住院的第五天,我身體好轉了不少,醫生說再觀察兩天就能出院。麗麗聽到這個消息,表情有些復雜。
"麗麗,你這些天辛苦了。"我拍拍她的手。
"爸,我不辛苦。"她笑了笑,目光飄向窗外。
那天晚上,我半夜醒來,看見麗麗坐在窗邊低聲打電話:"我知道,我知道項目很重要...可我爸住院了...再給我兩天時間...扣就扣吧..."
聽到這些,我心里一陣刺痛。我這個做父親的,本該是女兒的依靠,現在卻成了她的負擔。
出院那天,天氣格外晴朗。大女兒英子和老伴來接我,麗麗幫我收拾好了所有東西。回家的路上,車里充滿了歡聲笑語,仿佛一切都很完美。
直到晚飯后,麗麗把我叫到她房間,關上門,神色有些猶豫。
"爸,我有件事想跟您說。"她的聲音很輕,像是害怕被別人聽見。
"怎么了?"我問,心里突然有種不好的預感。
"您知道我這次照顧您,請了七天假..."她停頓了一下,"公司扣了我5000塊錢的工資,還給了警告。"

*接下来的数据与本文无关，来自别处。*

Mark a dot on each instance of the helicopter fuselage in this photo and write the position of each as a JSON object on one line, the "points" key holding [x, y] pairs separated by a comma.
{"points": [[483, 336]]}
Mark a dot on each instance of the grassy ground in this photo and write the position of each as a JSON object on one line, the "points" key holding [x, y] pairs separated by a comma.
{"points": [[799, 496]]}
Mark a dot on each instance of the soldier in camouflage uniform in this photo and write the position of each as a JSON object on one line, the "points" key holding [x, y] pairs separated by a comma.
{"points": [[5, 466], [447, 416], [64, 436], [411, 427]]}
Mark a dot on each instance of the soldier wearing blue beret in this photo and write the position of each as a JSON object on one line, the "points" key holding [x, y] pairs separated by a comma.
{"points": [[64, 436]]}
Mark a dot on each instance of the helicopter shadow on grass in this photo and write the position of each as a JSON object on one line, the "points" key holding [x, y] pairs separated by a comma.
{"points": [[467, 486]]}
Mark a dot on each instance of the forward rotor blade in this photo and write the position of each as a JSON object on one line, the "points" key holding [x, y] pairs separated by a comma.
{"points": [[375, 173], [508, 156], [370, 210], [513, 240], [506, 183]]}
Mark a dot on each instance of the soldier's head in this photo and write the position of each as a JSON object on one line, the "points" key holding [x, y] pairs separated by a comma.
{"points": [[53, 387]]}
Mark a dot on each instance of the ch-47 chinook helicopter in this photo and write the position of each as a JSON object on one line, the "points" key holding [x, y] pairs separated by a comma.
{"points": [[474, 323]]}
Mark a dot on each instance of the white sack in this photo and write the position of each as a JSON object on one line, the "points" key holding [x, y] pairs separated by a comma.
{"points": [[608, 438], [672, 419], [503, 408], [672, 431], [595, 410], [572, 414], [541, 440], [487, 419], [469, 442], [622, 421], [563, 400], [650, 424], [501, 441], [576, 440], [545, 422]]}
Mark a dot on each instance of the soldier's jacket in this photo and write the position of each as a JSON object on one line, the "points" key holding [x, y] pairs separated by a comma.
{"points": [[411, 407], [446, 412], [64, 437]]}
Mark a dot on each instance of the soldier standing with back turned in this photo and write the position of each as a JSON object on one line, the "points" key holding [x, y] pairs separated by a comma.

我點點頭:"我理解,你別放在心上,爸身體好了,以后會補償你的。"
麗麗抿了抿嘴唇:"爸,我...我想跟您要這5000塊錢。"
我愣住了,一時沒反應過來:"你說什么?"
"我想向您要這5000塊誤工費。"麗麗的聲音更小了,但很堅定。
我感覺血壓一下子升高了:"你是我女兒啊,我生病了你來照顧,這不是應該的嗎?怎么還談錢呢?"
"爸,我知道這話難聽,但我最近手頭真的很緊。房貸、車貸都等著我還,公司扣了這么多工資,我真的很難..."麗麗的眼睛紅了,但語氣依然堅持。
我沉默了。記憶中那個貼心的小棉襖,什么時候變得如此現實?我想起她照顧我時的細心,又想起她半夜打電話時的無奈。
"好,我給你。"最后我嘆了口氣,從抽屜里拿出5000塊錢遞給她。
麗麗接過錢,眼淚終于落了下來:"爸,我不是不孝順,我只是..."
"我明白。"我打斷她,"生活不易,爸爸理解。"
那一刻,我忽然意識到,我們的關系早已悄然改變。她不再是依賴我的小女孩,而是有著自己生活壓力的成年人。而我,也不再是那個能解決一切問題的父親。
送她回去時,我在她包里又偷偷塞了2000塊錢。老伴問我:"你就這么慣著她?"
我笑了笑:"孩子有難處,幫一把怎么了?再說了,養兒防老這話,本來就是過去的想法了。現在的年輕人,有自己的生活,有自己的難處啊。"
窗外,秋風卷著幾片黃葉飄過。我知道,這不僅僅是5000塊錢的事,而是時代變遷中,親情關系的一次重新定位。